Universality is an indicator of fun that can aid change for these reasons: the successful object draws from other sources considered fun, thus passing on their “genes”, and it passes on its own ideation to later generations of games. Whether you consider mechanics or themes or simply the essential concept, some part of the game becomes historical. And that life extension means it is more likely to reach more people.

Do games need to be fun? Is it a central criteria? Maybe not, and Professor Graham has given me something to return to when I’m not on the verge of illness. But if we extend the concept of “game” or “gaming” to simulation in general, or interaction in general, it loses much of its cultural significance.

Fun and accuracy

There’s nothing fun about oppression. Many historical subjects are not lighthearted or playful, but rather require stoicism and extended reflection in order for the individual to effectively (and respectfully) become part of their articulating dialogues.
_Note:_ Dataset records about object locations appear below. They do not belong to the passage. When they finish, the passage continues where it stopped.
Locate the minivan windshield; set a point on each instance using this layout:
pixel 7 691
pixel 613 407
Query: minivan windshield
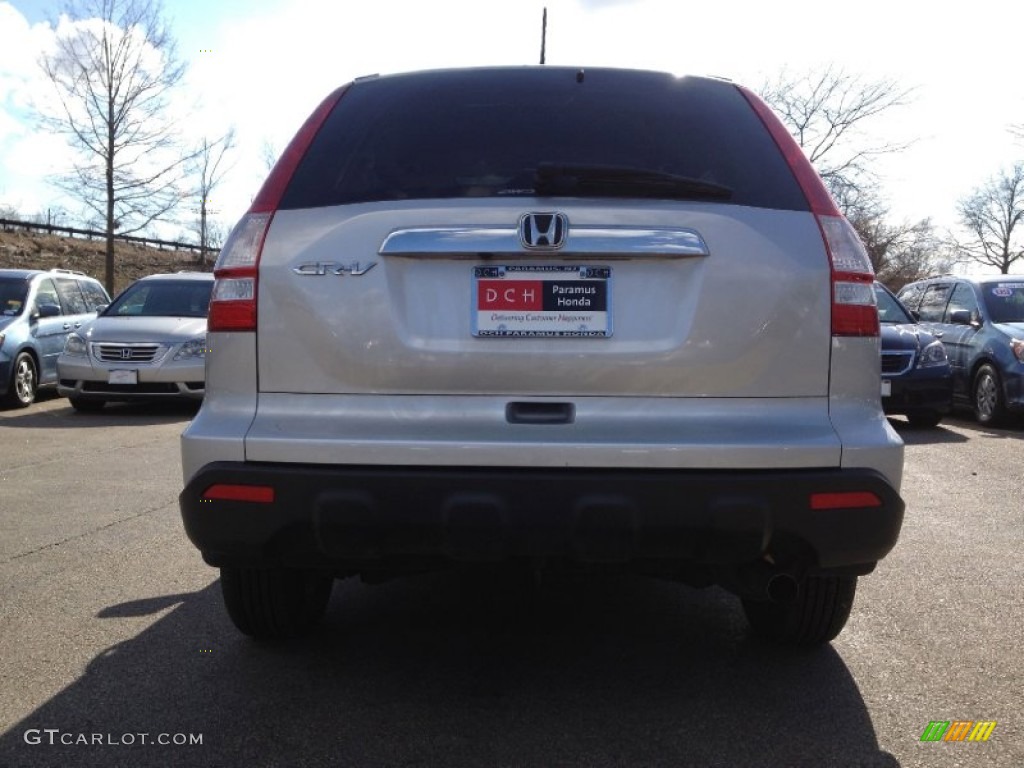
pixel 163 298
pixel 12 297
pixel 1005 301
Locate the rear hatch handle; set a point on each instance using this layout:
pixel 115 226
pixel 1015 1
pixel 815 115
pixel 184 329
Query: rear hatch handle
pixel 540 413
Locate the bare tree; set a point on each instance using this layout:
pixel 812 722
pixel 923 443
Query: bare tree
pixel 993 215
pixel 209 169
pixel 826 114
pixel 113 69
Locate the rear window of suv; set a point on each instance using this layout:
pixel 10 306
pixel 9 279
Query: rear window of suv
pixel 484 133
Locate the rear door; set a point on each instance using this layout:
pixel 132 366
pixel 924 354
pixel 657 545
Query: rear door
pixel 49 332
pixel 416 252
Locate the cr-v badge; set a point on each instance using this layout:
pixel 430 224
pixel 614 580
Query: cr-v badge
pixel 334 267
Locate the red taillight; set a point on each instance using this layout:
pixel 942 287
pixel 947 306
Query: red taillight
pixel 229 493
pixel 232 304
pixel 848 500
pixel 853 308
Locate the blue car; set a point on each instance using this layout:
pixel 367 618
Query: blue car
pixel 981 324
pixel 916 380
pixel 38 310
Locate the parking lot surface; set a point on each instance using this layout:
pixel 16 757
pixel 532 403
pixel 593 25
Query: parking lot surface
pixel 115 648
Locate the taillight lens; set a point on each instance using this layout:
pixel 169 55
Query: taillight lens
pixel 853 308
pixel 847 500
pixel 232 303
pixel 232 493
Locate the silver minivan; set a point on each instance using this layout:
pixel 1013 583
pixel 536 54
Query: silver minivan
pixel 557 316
pixel 38 310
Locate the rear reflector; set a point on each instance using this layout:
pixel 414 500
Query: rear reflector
pixel 232 303
pixel 854 311
pixel 849 500
pixel 226 493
But there is a way in which these subjects can be treated so that they retain their somberness, but also realize a form of entertainment, something which can become universal and accessible in media streams rather than delimited by closed circles. We may not see a deluge of essays from the general public, but we can generate awareness and interest in topics that are otherwise taboo because they carry so much emotional freight, or are at times so laden with jargon that the layman intellectual can’t casually participate. And I’m all for that, because when all is done there will still be spaces for critical thought (academia, for one). Plus we may gain interesting insight into how our current society “thinks” by considering how and why it reorients a historical idea through pop culture.
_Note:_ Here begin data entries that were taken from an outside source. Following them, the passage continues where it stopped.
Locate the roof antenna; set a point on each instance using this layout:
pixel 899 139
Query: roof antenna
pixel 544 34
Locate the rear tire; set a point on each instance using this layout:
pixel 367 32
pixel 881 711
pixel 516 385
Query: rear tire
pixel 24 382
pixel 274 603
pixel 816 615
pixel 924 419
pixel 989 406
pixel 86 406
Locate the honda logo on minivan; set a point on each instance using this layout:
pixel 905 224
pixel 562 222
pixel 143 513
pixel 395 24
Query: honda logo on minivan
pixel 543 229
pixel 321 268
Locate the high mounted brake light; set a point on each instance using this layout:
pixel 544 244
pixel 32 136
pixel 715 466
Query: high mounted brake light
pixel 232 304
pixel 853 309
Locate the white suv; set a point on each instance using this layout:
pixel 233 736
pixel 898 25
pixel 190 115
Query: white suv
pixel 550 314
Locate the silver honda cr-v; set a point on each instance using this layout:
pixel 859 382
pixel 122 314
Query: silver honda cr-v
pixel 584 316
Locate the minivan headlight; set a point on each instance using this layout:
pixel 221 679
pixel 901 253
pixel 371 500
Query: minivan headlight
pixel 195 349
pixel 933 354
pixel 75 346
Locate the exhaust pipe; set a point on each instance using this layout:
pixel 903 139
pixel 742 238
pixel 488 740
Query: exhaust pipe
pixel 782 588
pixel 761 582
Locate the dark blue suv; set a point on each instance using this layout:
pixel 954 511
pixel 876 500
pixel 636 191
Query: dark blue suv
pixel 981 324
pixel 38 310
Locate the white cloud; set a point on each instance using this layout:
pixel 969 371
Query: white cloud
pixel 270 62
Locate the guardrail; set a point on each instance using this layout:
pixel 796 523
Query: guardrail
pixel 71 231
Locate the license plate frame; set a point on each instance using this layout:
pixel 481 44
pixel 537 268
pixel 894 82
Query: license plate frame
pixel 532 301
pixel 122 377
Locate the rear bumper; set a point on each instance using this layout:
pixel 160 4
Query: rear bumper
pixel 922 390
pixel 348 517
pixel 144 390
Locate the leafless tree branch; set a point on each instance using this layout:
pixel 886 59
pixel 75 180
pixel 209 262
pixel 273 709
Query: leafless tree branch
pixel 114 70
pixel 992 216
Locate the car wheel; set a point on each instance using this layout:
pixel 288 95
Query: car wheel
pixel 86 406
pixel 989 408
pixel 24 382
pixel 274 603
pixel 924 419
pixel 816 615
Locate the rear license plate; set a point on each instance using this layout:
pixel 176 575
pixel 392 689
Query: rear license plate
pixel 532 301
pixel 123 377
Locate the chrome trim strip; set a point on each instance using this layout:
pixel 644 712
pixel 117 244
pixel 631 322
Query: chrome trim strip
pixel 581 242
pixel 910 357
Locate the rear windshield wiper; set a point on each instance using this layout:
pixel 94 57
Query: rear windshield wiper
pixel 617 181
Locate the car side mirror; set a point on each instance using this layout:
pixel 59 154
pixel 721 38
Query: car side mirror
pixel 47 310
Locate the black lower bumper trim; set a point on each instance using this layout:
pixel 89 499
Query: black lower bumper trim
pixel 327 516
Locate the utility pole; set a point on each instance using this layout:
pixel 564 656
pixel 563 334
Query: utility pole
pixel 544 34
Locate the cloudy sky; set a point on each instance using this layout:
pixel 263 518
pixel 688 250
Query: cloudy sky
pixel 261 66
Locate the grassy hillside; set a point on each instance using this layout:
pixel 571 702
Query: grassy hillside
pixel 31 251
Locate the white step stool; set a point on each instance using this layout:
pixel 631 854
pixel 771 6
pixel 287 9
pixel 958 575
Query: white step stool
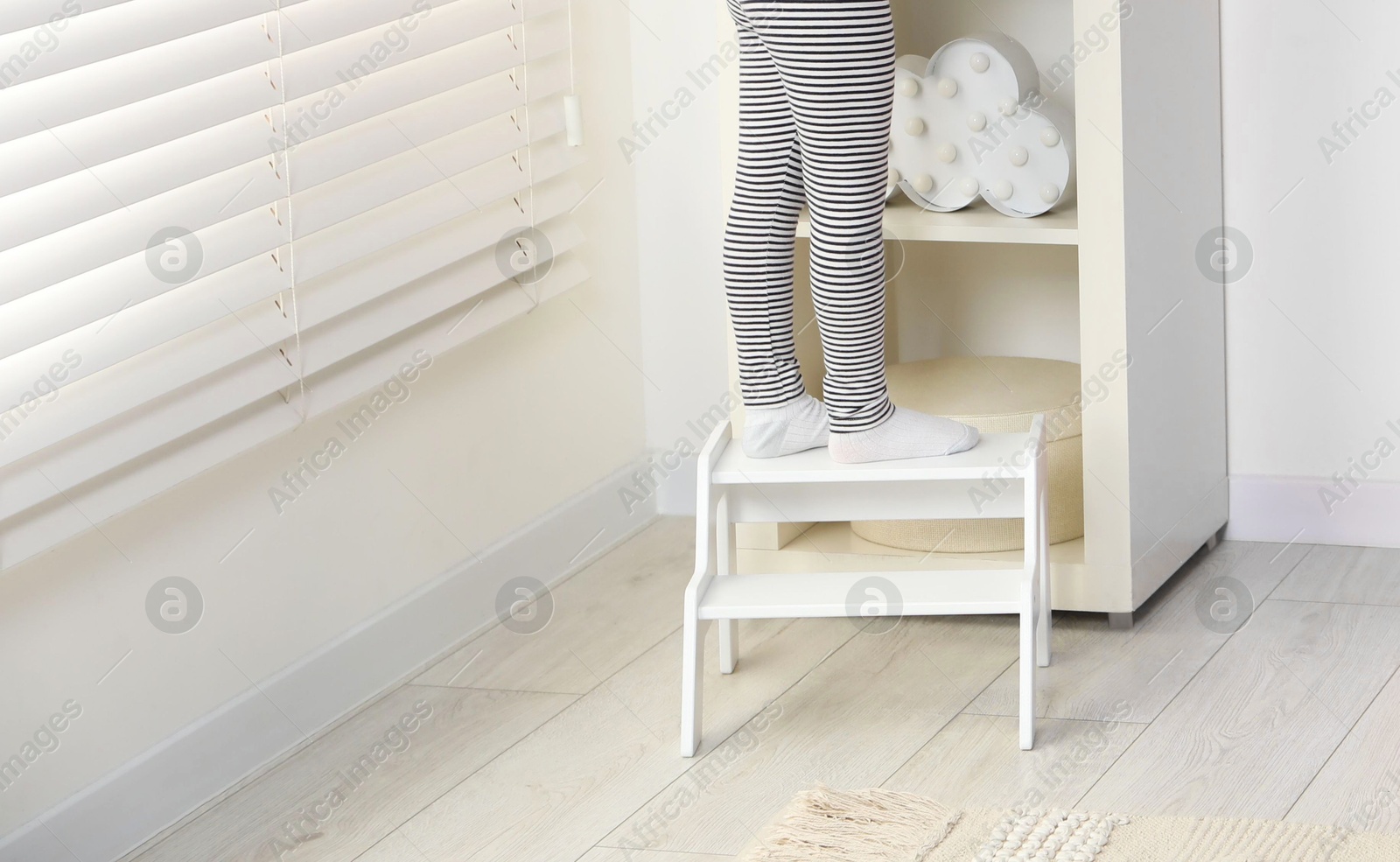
pixel 809 486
To illustrate what I’m getting at: Specific histories outside of our own geographic or familial background are generally not well known to us, but if a game can make a specific history fun, that history can gain momentum. I think of the NES title Uncharted Waters and what I learned about trade, privateering, and international relations during the “Age of Exploration”. Years later, motivated by how much I enjoyed playing the game, I was also able to criticize and fill in the blanks of Uncharted Waters’ narratives through independent research and the insight of some brilliant, hard-working academics.
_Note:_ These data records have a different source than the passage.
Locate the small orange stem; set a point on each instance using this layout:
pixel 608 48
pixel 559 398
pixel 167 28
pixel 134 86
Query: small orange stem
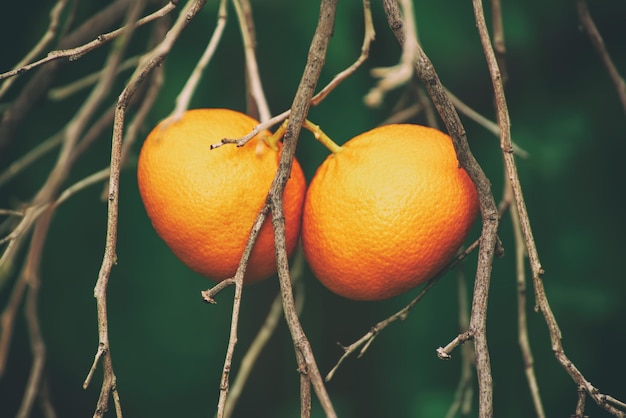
pixel 321 136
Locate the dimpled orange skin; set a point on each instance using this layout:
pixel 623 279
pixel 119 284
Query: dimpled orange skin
pixel 203 202
pixel 387 212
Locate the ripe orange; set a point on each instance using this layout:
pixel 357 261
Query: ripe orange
pixel 386 211
pixel 203 202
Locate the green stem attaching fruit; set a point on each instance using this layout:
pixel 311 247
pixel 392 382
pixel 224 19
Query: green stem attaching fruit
pixel 273 139
pixel 321 136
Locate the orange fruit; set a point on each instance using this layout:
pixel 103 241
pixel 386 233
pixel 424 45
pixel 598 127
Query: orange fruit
pixel 386 211
pixel 203 202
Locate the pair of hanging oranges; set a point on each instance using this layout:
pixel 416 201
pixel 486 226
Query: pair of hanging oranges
pixel 384 212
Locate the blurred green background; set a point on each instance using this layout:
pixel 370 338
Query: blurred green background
pixel 168 346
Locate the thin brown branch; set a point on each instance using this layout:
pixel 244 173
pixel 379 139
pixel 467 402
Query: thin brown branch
pixel 78 52
pixel 533 255
pixel 243 10
pixel 523 340
pixel 478 322
pixel 209 295
pixel 368 37
pixel 46 39
pixel 65 91
pixel 152 59
pixel 39 84
pixel 185 95
pixel 366 340
pixel 600 47
pixel 31 271
pixel 307 364
pixel 463 395
pixel 393 77
pixel 499 44
pixel 265 333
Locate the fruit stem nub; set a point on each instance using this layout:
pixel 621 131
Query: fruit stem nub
pixel 273 139
pixel 321 136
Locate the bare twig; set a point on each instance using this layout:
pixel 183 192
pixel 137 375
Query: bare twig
pixel 598 44
pixel 484 122
pixel 463 395
pixel 366 340
pixel 38 346
pixel 46 39
pixel 307 364
pixel 78 52
pixel 533 255
pixel 499 45
pixel 368 38
pixel 264 334
pixel 184 97
pixel 209 295
pixel 154 58
pixel 255 88
pixel 478 321
pixel 524 342
pixel 39 84
pixel 63 92
pixel 401 73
For a less dated example in an alternate medium, consider George R. R. Martin’s A Song of Ice and Fire series (also revisited as the Game of Thrones HBO television series). Hugely successful and spreading fast to “fave show” bios everywhere, Martin treats with topics from feudalism to incest to slavery and Othering (not referencing the in-story Others also known as Whitewalkers, but the cognitive and social processes involved in reactive identity formation). Although we can’t currently say exactly what Martin’s getting at in his use of these historical concepts, as the series is unfinished, we who have read Martin’s work can understand how he creates an ethics-based consciousness of slavery in the novels through Daenerys’ struggles, how he plays with naming and its importance for the individual’s relation to social praxis (Arya, Sansa, Theon, the Unsullied), how he teases out authority’s sway over subjective truth through the often changeable interactions of myth and reality… it goes on. Basically, Martin’s created a readable, fun, entertaining series of texts which carry important themes to broad audiences for further processing. In this same way, inaccuracy through fiction allows gaming to retain its “funness”, so that it can potentially become universal, while still exploring inherently serious topics that we might otherwise not want to deal with.

What I’m arguing here is this: Let’s make history addictive. Because hey, for many people I’ve met there is one particular block when it comes to consideration of difficult historical issues: “My life is hard enough, why would I want to further complicate it?”